4. İnaylılar 1 Mayıs’ta Uşak’ta yürüdüler yine kefenleriyle. “Bizim olan”a sahip çıkmaya devam ediyor kadınlar başta olmak üzere köylülerimiz. Bu defa üstelik Uşak halkına da “uyanın” (Kışladağ’dan sonra Murat dağı da ulusötesi altın şirketlerince talan edilecek) demeyi ihmal etmediler. Fakat lâf aramızda, hani bizim köylüleri “kendi peşine takarak” görüntü kurmayı solculuk sanan, “liderliği” kendinden menkul bir kardeşimiz vardı ya, işte o hastalıklı hallerini sürdürüyormuş! “Bu gibi hastalıklardan kurtulmadan devrimci olunamaz” dediğini duyar gibiyim.

5. Söz 1 Mayıs’tan açılmışken, birkaç söz daha edeyim: Devlet Taksim’e çıkartmadı yine bizimkileri. Polisin solculara karşı düşmanlığının çok derinlerinden neşet ettiğini ve o eski alışkanlıklarından hiçbir şey yitirmemiş olduğunu görmek, nasıl derdimi depreştiriyor bir bilsen. Bize gene cop, biber gazı, tazyikli su, inkar ve bini aşkın gözaltı düştü Yüksel ! Sahi, bütün ülkedeki solcular, bir yılın 1 Mayıs’ında yalnızca Taksim’e kilitlenip neden bu barikatı kırmazlar?
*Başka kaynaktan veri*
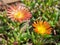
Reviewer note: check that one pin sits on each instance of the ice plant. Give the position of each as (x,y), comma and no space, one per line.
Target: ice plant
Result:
(18,13)
(42,28)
Orada katledilenler emekçiler, oraya sokulmayan da onlar, bu ne yaman çelişkidir böyle?

6. Memleket siyasi bakımdan son günlerde ikiye bölündü Yüksel. Amerikancı, ılımlı İslamcılarla milli güçler arasında kıran kırana bir iktidar kavgası sürüyor. Bir kriz durumu var. Bana kalırsa hükümettekilerin içinde daha fazla Amerika var. Bu nedenle kalabalık mitinglerde yer almalı ve orada daha fazla laiklik, daha fazla demokratik muhtevalı sloganlar dillendirebilsek…O sürece toplumun vicdanı olarak etkiyebilsek... Etkiyemiyoruz.


Birkaç gün önce eşin Meliha ve kızın Eylem’le beraberdik. Eşin alışmaya çalışıyor sensizliğe. Sensiz ama seninle yaşayacağını biliyorum. Yanlarındayız, yalnız değiller merak etme.

Beni sorarsan, halâ hem senin yasını tutuyorum hem de ülkedeki iktidar mücadelesinde etkili bir kuvveti olamayışımızın.

Ben de bir mektubun var. Onu “Kainat paşa zamanında İnay’da İnsanlık Halleri”ni yazarken kullanacağım, daha önce iznini almıştım senden.

Sevgi emekse, sevgi güzel anılarsa eğer; seni emeğin ve anıların yaşatacak! Unutmayacağım seni ölene dek.